Olivier Frémond begins by emphasizing the important ties between infrastructure and public policy: issues of fairness, accessibility, provision of services, and efficient use of the public purse are all deeply intertwined with infrastructure. Infrastructure itself is the foundation upon which society is built, encompassing such services as provision of electricity, water, transport, health, and education. The delivery of these services to beneficiaries is jeopardized by climate change because the increase in the frequency and intensity of extreme weather events impacts the operations of existing infrastructure facilities. Adaptation and resilience can save hundreds of millions of dollars. Climate change also requires the construction of new sorts of infrastructure that will enable the production, transmission, and distribution of new sources of energy and mitigate carbon emissions.
In 2015, 196 countries committed to net zero carbon emissions by 2050 in the Paris Agreement. However, the world is far from reaching this goal. In fact, unless we significantly reduce our carbon emissions, global warming could reach 5-degree Celsius. This increase would have disastrous consequences for the planet and humanity. To mitigate the effects of climate change, carbon emission must be reduced by around 400 gigatons per year by 2030.
Frémond argues that a key part of this reduction must come from innovation in the energy and transport sectors. Carbon capture is a proven technology that allows emitted carbon to be captured and stored rather than released into the atmosphere. A Norwegian project, Northern Lights, offers an example of how this works. The project will allow northern European countries to capture their carbon at the point of emissions of power plants or industry facilities, compress it, and ship it to Norway. From this point it will be pumped into the North Sea via a pipeline and stored in a reservoir in the Earth's crust. This project and others like it could offset the excess emission of carbon and allow governments to meet the 2050 goal of net zero.
In addition to carbon capture, Frémond lays out a path to net zero that includes developing innovative technologies such as clean hydrogen, atom fusion, and electric vehicles, in addition to scaling up solar, wind and nuclear energies. These technologies will require massive investment in infrastructure, estimated at seven to eight trillion dollars until 2030. He argues that coal plants must be decommissioned, as they are responsible for 30% of yearly carbon emissions. To finance the investment requirements, policy makers should find ways to price negative externalities and offer tax incentives to incentivize firms to reduce their carbon footprints.
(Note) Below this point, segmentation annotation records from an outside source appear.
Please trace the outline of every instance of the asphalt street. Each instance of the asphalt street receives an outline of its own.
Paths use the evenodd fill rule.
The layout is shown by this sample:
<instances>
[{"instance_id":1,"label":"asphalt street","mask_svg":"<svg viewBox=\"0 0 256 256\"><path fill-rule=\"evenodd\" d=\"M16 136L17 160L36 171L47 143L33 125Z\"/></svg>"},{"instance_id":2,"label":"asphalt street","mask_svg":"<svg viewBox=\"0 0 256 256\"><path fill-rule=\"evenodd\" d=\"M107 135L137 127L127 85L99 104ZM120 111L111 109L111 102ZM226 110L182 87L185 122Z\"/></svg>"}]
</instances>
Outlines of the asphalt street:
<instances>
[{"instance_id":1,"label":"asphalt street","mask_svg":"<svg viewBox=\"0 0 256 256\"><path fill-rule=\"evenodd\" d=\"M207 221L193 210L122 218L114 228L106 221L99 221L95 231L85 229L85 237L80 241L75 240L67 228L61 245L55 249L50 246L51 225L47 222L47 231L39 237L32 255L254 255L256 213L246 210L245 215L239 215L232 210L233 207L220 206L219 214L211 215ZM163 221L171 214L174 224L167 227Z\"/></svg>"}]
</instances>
Private sector capital is needed to complement public investment, and public-private partnerships (PPPs) are needed to mobilize human capital, financial resources, and government capabilities.
In closing, Frémond argues that economists must find new yardsticks to guide policy makers in their fight against climate change and generate public buy-in for government policies, rather than measuring economic progress solely through GDP.
Olivier Frémond is currently the non-executive Chairman of Madenco, a Dutch company dedicated to the training of infrastructure specialists through e-Simulations.
He began his career in the oil industry as a petroleum engineer with Royal Dutch Shell. He then moved to the financial sector, focusing on project finance, mergers and acquisitions and privatization with the British Merchant Bank Schroders, prior to joining the World Bank Group. Frémond spent 20 years at the World Bank where he held various senior positions, including Senior Advisor to the World Bank's Public-Private Partnerships Department, WBG Representative to the G20 Working Group for Infrastructure, member of the Supervisory Board of the Global Infrastructure Facility (GIF), Country Manager in Gabon, Sao Tome & Principe, Equatorial Guinea, and Benin, and Director of the Corporate Governance Division. He is the author of several publications on privatization, public-private partnerships and corporate governance, and a MOOC on PPPs with the Coursera platform.
Since 2018 he has taught public policy and public private partnerships in public infrastructure at the Washington DC campus of SAIS and Ecole des Ponts et Chaussées in Paris. He also continues to advise emerging markets and developing countries on their PPP programs.